They say that everyone has one thing that always happens to them, like sitting next to fat men on planes, or having that dreaded crying baby nearby; for me, that is my flights are always delayed. Numerous times it worked in my favour; James and I frequently found ourselves bolting to make a flight! Arriving in Barcelona an hour late, I was relieved to find James waiting for me; my Spanish speaking friend and I could then proceed to make our way into the city together. Slight problem though; everything was in the Catalan language rather than Spanish, meaning we had to rely on James’ ‘gut feeling’ for getting off the train (Central station = Estacio-Barcelona-Sants), rather than his ability to actually understand the language of the country we were in. We stayed at “Cool and Chic” hostel, which although about a 30min walk from town it was super modern, clean and functional air-conditioning.

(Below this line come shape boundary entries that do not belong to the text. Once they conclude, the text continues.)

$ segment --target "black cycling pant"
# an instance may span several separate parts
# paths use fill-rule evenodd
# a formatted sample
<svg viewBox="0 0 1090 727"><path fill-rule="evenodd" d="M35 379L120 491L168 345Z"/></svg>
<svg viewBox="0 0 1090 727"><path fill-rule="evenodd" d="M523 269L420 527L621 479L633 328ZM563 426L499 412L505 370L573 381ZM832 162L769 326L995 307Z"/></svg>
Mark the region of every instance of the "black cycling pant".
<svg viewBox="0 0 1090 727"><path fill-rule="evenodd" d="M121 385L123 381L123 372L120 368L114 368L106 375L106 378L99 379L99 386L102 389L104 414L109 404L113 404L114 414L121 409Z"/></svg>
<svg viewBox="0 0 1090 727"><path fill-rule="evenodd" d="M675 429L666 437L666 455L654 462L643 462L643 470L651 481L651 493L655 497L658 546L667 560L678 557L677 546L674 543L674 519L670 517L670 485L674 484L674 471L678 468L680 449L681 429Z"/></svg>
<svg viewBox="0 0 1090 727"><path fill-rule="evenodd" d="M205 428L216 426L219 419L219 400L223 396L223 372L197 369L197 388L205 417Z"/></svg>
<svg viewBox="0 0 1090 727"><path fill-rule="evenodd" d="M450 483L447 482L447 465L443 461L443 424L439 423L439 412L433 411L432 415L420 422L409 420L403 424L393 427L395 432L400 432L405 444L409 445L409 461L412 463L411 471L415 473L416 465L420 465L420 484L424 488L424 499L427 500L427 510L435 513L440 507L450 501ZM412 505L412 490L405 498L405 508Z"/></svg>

My Australian friend Emma (who I’d met in Portugal) joined us, and together we indulged in some delicious Spanish tapas, paella and of course, sangria. (“Sensi” – highly recommended tapas bar near the Old Quarter, quite classy and relatively expensive – still cheaper than the rest of Europe though!). The next few days consisted of free walking tours (Introduction to Barcelona, in addition to the Gaudi Walking Tour, both of which began from the Travel Bar at 11am), beaching (Ciutadella-Villa Olimpica) and exploring the local sights; the Cathedral, Place de Catalunya, Las Ramblas (the main street), a closed-roof market off Las Ramblas that sold the cheapest fresh juices, as well as the National Palace and the Magic Fountain. We discovered a custom ice tea place “Refresca Tea” which became well-visited as it always went down a treat on those hot summer days.

On our last night we moved into the city centre and stayed at St Christophers Inn – a chain of hostels that is spread throughout Europe and was one of my favourite hostels that I stayed at. It had a perfect location, was huge and had an awesome bar and restaurant attached. We took advantage of the cheap drinks at the hostel; enjoying €1 tequila, Sambuca, Dr Pepper and Jagerbomb shots before catching a taxi to Razzmatazz – one of Barcelona’s biggest clubs with a capacity of 4000 and five different clubs inside. We accidentally stumbled into a foam party, and there was not much we could do except embrace the situation, so several hours later we stumbled back into our hostel rooms sopping wet but thrilled with our Barca night life experience.

Cool places, cool city – I couldn’t wait to go back.

PS. Definite laugh out loud moment when the pigeon pooped on James.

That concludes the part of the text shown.